Sony Admits to Major Security Breach

User data, possibly credit card information, compromised

Last week, Sony Corp. shut down its PlayStation Network, an online game and movie service, saying that it had been the target of an “illegal intrusion,” but didn’t give further details.

Now, the company is admitting that hackers have stolen personal data and possibly the credit card numbers for at least tens of millions of PlayStation Network’s 77 million users, as well as people using Qriocity, a digital music service.

In a blog post, Sony said that although it is still investigating the incident, it believes that “an unauthorized person” had gained access to users’ names, addresses, birthdates, email addresses, logins and passwords, network IDs, and possibly their billing addresses and answers to security questions. “While there is no evidence at this time that credit card data was taken,” Sony added, “we cannot rule out the possibility.”

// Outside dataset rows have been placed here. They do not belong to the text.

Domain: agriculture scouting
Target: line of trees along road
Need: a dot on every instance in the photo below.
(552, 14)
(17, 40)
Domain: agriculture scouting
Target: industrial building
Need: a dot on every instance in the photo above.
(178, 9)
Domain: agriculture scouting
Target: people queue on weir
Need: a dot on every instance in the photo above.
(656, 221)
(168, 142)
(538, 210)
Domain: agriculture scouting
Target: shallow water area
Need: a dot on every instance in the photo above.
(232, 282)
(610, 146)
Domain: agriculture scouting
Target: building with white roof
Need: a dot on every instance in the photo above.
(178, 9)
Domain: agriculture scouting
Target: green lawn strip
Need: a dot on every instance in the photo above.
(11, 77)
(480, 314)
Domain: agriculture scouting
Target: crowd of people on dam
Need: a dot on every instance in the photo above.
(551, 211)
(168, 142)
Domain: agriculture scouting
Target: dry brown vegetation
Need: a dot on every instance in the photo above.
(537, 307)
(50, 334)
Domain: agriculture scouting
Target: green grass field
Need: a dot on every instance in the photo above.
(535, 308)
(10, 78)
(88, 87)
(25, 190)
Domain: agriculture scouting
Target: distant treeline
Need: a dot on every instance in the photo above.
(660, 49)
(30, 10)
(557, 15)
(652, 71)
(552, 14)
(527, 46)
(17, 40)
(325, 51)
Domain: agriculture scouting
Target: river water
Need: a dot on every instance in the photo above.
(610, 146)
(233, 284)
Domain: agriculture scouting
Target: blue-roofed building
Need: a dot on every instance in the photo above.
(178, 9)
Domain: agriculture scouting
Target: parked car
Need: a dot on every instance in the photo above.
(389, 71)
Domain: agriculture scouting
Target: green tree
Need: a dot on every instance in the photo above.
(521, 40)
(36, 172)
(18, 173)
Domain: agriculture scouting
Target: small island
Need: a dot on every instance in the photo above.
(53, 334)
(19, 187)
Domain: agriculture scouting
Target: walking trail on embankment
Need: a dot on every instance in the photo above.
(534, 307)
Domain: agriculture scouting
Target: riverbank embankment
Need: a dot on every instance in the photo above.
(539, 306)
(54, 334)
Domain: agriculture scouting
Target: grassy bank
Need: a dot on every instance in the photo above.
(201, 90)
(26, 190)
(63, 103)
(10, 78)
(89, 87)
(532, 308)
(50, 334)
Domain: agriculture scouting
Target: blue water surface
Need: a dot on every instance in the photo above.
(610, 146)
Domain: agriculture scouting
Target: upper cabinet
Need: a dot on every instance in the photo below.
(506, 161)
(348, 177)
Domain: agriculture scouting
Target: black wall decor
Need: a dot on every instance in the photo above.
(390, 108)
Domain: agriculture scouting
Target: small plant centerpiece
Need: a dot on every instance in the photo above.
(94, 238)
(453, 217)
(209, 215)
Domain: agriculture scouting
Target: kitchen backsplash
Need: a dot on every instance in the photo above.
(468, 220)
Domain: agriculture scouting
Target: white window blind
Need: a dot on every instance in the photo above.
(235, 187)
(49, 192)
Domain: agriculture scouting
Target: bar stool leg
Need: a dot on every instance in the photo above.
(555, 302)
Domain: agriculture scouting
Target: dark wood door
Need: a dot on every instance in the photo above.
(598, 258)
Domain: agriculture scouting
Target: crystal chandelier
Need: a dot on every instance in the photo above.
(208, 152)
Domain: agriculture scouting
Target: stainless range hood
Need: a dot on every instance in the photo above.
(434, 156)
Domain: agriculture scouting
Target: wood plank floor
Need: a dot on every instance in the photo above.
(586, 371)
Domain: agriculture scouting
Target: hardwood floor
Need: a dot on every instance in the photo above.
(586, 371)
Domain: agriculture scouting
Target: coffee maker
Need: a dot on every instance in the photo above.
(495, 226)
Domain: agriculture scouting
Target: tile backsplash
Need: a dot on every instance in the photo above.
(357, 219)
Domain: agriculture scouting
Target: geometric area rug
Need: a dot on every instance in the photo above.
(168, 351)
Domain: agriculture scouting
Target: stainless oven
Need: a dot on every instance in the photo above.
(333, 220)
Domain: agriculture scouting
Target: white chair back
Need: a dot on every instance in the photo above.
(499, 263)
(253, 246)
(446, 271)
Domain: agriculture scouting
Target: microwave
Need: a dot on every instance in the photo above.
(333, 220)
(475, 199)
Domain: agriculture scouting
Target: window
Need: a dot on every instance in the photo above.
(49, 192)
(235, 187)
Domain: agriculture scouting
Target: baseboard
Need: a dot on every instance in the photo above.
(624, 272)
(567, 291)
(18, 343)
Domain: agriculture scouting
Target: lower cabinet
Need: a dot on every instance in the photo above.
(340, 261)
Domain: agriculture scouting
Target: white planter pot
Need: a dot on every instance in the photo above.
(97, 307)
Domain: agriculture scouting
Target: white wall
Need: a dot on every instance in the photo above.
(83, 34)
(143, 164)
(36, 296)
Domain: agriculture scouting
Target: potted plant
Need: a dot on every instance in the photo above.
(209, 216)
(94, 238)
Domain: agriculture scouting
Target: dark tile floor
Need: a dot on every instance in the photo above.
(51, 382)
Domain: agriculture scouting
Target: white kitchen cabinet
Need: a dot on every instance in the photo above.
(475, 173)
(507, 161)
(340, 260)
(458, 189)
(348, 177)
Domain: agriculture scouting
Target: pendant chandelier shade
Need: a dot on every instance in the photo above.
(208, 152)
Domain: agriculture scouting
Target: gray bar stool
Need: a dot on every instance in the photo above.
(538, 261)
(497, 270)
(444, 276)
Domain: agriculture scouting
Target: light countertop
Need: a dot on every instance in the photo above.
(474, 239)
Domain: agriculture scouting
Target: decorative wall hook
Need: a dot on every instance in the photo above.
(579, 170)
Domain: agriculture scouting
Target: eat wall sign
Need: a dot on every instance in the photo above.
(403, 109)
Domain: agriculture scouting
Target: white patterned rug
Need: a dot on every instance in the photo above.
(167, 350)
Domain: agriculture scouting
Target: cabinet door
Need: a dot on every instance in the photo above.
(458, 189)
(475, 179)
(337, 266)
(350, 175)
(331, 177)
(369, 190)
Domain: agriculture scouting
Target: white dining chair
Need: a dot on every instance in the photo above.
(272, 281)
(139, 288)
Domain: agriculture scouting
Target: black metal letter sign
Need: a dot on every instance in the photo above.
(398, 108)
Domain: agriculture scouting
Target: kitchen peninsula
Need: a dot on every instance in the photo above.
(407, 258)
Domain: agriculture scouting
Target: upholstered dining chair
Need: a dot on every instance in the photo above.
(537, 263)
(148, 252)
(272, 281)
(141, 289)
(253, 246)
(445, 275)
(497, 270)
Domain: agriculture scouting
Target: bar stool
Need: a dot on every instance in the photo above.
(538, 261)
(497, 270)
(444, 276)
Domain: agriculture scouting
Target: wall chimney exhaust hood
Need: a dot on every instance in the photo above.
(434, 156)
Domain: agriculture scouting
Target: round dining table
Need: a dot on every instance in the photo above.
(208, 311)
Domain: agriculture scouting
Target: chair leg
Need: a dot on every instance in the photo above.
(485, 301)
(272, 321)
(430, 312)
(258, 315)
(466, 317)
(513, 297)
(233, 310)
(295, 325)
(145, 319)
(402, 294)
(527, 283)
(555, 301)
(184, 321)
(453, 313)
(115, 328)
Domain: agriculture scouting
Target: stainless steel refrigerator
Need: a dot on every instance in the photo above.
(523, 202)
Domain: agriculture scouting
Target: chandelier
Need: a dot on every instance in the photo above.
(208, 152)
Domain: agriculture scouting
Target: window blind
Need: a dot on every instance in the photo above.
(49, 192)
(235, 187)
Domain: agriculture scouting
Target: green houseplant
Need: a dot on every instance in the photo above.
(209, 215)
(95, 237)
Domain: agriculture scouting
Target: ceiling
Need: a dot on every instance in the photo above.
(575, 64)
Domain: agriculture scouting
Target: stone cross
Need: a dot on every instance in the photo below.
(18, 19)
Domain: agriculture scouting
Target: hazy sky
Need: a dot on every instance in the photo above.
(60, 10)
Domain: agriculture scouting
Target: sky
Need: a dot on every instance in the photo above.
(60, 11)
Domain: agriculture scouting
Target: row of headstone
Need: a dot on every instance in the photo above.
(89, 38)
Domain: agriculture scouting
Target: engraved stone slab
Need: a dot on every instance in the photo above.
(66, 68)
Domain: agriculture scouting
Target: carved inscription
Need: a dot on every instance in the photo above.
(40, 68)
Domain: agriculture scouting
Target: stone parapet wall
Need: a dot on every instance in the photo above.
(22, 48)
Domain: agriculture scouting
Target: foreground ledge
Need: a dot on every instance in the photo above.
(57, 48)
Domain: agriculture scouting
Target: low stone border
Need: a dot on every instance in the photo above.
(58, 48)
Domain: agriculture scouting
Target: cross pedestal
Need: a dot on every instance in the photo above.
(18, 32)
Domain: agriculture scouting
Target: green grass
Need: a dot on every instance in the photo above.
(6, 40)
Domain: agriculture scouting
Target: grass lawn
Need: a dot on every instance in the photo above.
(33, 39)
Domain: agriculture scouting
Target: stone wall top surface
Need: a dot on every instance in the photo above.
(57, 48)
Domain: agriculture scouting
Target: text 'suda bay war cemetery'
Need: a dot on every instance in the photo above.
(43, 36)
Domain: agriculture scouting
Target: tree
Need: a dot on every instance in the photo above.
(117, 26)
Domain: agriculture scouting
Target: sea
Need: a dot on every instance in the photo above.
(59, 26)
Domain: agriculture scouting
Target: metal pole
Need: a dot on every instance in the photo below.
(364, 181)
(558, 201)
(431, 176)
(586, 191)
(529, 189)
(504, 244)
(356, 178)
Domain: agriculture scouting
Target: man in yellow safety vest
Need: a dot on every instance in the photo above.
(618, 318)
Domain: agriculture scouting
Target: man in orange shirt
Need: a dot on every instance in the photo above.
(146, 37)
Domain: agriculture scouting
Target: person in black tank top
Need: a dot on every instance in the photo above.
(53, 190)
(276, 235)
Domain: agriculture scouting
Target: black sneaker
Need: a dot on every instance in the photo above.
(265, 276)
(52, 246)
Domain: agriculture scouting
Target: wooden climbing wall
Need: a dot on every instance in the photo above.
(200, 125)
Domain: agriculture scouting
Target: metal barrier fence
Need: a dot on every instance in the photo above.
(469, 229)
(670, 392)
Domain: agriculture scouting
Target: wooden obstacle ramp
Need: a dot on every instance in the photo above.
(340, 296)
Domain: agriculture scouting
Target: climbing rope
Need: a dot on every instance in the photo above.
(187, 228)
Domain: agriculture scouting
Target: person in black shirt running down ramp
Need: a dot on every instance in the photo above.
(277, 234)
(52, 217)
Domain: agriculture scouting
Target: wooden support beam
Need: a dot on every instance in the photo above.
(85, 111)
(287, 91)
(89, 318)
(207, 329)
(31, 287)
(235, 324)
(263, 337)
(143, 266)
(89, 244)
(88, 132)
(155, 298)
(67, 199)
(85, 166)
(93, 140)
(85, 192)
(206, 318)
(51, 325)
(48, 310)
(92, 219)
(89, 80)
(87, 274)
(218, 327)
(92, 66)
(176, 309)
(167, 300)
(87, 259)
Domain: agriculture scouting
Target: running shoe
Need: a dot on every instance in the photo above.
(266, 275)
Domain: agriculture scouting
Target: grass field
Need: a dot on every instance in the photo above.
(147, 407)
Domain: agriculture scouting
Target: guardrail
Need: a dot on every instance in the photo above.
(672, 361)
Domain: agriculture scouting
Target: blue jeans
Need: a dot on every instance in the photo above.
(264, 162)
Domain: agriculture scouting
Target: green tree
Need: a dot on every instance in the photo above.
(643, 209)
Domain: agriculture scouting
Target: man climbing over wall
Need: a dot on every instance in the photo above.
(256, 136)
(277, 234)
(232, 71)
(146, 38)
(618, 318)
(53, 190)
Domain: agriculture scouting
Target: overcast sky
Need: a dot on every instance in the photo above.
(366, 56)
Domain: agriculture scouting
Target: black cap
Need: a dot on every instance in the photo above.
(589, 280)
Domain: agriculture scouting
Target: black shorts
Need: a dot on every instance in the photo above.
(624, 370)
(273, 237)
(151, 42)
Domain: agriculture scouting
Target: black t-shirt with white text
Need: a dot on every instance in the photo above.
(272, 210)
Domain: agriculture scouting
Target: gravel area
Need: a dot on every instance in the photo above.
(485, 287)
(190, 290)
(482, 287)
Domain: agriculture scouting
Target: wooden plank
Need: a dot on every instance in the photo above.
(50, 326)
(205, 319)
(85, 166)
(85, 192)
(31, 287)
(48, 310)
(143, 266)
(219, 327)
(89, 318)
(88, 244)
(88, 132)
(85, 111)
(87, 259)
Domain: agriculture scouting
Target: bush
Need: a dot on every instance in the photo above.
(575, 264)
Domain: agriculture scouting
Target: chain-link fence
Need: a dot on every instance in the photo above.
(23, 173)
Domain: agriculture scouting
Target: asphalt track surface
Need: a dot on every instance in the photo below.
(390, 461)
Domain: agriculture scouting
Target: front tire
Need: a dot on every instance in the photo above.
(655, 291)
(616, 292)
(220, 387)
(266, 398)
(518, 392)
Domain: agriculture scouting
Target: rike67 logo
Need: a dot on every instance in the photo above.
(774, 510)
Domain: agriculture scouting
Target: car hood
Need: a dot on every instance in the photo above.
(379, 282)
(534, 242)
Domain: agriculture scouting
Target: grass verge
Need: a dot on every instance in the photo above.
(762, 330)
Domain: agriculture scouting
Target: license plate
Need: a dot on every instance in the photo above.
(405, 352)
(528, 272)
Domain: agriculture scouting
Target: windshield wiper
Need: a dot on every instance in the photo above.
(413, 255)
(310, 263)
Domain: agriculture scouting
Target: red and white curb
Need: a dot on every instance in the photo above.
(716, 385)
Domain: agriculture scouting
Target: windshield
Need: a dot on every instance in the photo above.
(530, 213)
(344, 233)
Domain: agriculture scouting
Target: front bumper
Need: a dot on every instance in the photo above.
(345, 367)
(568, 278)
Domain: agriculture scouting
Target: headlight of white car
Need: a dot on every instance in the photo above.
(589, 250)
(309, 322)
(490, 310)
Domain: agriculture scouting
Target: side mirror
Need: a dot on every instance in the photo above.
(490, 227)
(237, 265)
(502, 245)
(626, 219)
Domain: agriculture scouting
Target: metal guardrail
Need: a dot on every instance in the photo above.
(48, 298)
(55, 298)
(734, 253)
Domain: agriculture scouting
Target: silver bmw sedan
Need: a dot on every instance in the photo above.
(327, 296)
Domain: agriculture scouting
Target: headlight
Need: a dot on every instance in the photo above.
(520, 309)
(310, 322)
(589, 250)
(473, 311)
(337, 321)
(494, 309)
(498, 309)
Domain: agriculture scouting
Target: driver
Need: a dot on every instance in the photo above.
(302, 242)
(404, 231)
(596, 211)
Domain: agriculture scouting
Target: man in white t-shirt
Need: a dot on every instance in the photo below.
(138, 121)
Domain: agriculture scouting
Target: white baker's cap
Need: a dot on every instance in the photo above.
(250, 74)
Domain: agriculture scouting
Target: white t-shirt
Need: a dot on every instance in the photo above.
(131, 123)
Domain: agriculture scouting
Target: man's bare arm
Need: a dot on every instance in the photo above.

Sony’s delay in releasing details of the security breach resulted in a harsh reprimand from Sen. Richard Blumenthal, D-Conn. He sent a letter to Sony saying that he was “troubled by the failure of Sony to immediately notify affected customers of the breach.”

But Sony said that it wasn’t aware of the full extent of the hacking until Monday. After learning of the intrusion and shutting down service on April 19, "It was necessary to conduct several days of forensic analysis, and it took our experts until yesterday to understand the scope of the breach," the company explained in a letter to the Los Angeles Times.